2012 Massachusetts Student Athlete Citizenship CeremonyApril 26, 2012
By Jessy Segall, Youth Leadership Academy Co-op
“Courage is being able to do the right thing, even though everyone around you may be saying ‘I don’t know if we should…’” – Brigadier General Paul G. Smith (Assistant Adjutant General – Army, Massachusetts National Guard)
On Tuesday, April 24th numerous student athletes from around Massachusetts gathered at the Curry Student Center ballroom for a day of recognition and celebration. The event started early in the morning as 25 different schools started piling into the ballroom with their student athletes.
Bill Gaine, the deputy director of the Massachusetts Interscholastic Athletic Association (MIAA) opened up the event by being the first speaker and welcoming and thanking everybody for attending the event. Dan Lebowitz, the executive director of Sport in Society, followed suit with an inspirational introduction.
Dan introduced Eileen Curran, a news reporter for the New England Cable News. Her speech was incredible –highlighting how being part of the swim team at her school helped her daughter become more social and confident. Being a part of the swim team changed her daughter in ways that she could never have imagined, and she discussed how proud she was of that.
General Paul G. Smith spoke after Eileen Curran, discussing what it means to be a leader, and how to learn when and when not to step in. He summarized important characteristics of a leader with the 5 C’s::
These are characteristics a true leader needs to have. The commitment to what they are doing, the courage to stand up for what they believe in (even when no one else is next to them), good communication skills to interact with any and everybody, compassion and empathy to understand what others are going through, and the confidence to know that they can accomplish their dreams and help others do the same.
Another important part of his speech was that the student athletes, as leaders, need to be able to properly understand that people may not be as strong as we need them to be. This could be because of several different things, such as what’s going on at home, past experiences, etc. We need to gain that understanding and help them based off that.
Following General Smith was a panel discussion with four student athletes. Shannon Sholds from Pope John High School, Katelyn Richardson from Wilmington High School, and Kyra Pellant and Emily Nonnamaker from Notre Dame Academy.. The students discussed how student athletes can make a difference in the community, and each gave their personal opinion on how student-athletes have power, and how they use their power is up to them. They can use their power to get people involved with community service and to minimize bullying.

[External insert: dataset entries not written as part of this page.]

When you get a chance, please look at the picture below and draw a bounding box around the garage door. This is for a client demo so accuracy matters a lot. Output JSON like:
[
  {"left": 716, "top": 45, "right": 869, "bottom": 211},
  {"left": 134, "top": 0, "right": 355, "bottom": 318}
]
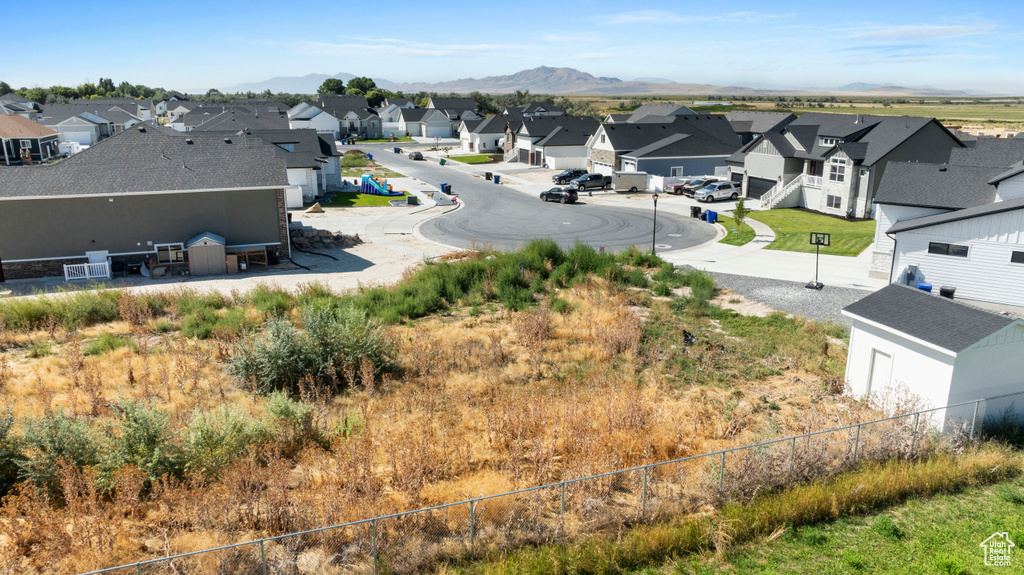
[
  {"left": 427, "top": 124, "right": 451, "bottom": 138},
  {"left": 746, "top": 178, "right": 776, "bottom": 200}
]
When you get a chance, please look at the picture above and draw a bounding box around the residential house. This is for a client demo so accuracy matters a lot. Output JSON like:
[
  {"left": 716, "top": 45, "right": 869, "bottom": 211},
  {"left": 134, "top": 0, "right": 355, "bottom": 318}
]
[
  {"left": 587, "top": 114, "right": 739, "bottom": 176},
  {"left": 505, "top": 116, "right": 600, "bottom": 170},
  {"left": 502, "top": 102, "right": 565, "bottom": 118},
  {"left": 396, "top": 107, "right": 451, "bottom": 138},
  {"left": 843, "top": 285, "right": 1024, "bottom": 431},
  {"left": 870, "top": 138, "right": 1024, "bottom": 281},
  {"left": 459, "top": 110, "right": 523, "bottom": 153},
  {"left": 0, "top": 126, "right": 290, "bottom": 279},
  {"left": 0, "top": 115, "right": 58, "bottom": 166},
  {"left": 728, "top": 113, "right": 964, "bottom": 218},
  {"left": 725, "top": 109, "right": 797, "bottom": 144}
]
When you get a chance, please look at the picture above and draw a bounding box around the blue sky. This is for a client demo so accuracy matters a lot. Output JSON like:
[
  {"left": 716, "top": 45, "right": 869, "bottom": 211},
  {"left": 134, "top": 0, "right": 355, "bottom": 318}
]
[{"left": 8, "top": 0, "right": 1024, "bottom": 94}]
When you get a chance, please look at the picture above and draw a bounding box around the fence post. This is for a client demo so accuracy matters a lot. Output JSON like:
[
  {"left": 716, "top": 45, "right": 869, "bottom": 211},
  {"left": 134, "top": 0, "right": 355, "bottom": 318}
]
[
  {"left": 910, "top": 411, "right": 921, "bottom": 456},
  {"left": 718, "top": 451, "right": 725, "bottom": 495},
  {"left": 853, "top": 424, "right": 860, "bottom": 466},
  {"left": 790, "top": 437, "right": 797, "bottom": 482},
  {"left": 370, "top": 519, "right": 377, "bottom": 575},
  {"left": 259, "top": 539, "right": 266, "bottom": 575},
  {"left": 558, "top": 481, "right": 565, "bottom": 523},
  {"left": 640, "top": 467, "right": 647, "bottom": 519},
  {"left": 971, "top": 399, "right": 981, "bottom": 439},
  {"left": 469, "top": 499, "right": 476, "bottom": 557}
]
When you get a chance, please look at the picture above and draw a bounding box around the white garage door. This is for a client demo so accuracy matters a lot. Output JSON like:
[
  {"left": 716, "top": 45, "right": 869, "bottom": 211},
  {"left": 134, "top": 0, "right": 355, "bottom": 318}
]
[
  {"left": 63, "top": 132, "right": 92, "bottom": 145},
  {"left": 426, "top": 124, "right": 452, "bottom": 138}
]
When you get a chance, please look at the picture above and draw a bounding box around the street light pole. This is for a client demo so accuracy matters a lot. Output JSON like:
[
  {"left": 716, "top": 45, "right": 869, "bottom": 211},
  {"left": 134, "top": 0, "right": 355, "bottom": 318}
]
[{"left": 650, "top": 191, "right": 657, "bottom": 255}]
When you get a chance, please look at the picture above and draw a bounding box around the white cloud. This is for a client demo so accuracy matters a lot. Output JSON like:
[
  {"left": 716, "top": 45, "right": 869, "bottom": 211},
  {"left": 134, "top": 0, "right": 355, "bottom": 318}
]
[{"left": 843, "top": 24, "right": 992, "bottom": 42}]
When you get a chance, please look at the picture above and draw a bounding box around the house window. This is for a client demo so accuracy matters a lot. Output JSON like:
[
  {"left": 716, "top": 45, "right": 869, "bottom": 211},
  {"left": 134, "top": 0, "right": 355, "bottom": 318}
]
[
  {"left": 157, "top": 244, "right": 185, "bottom": 264},
  {"left": 928, "top": 241, "right": 968, "bottom": 258},
  {"left": 828, "top": 158, "right": 846, "bottom": 182}
]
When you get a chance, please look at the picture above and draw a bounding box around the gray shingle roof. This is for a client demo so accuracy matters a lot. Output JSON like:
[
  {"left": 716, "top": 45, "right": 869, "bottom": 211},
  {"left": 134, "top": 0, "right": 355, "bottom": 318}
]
[
  {"left": 874, "top": 162, "right": 998, "bottom": 210},
  {"left": 886, "top": 197, "right": 1024, "bottom": 233},
  {"left": 0, "top": 126, "right": 288, "bottom": 201},
  {"left": 843, "top": 283, "right": 1017, "bottom": 353},
  {"left": 949, "top": 138, "right": 1024, "bottom": 169}
]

Sport in Society’s own Justine Siegal, director of sports partnerships delivered the keynote address. Justine spoke about the challenges she had to overcome on her path to becoming the first woman to pitch at spring training in the MLB. Through all the naysayers and roadblocks, she kept fighting because she was that determined and her love for the sport was too strong for her to give up. The event came to a conclusion by recognizing each of the student athletes for their achievements.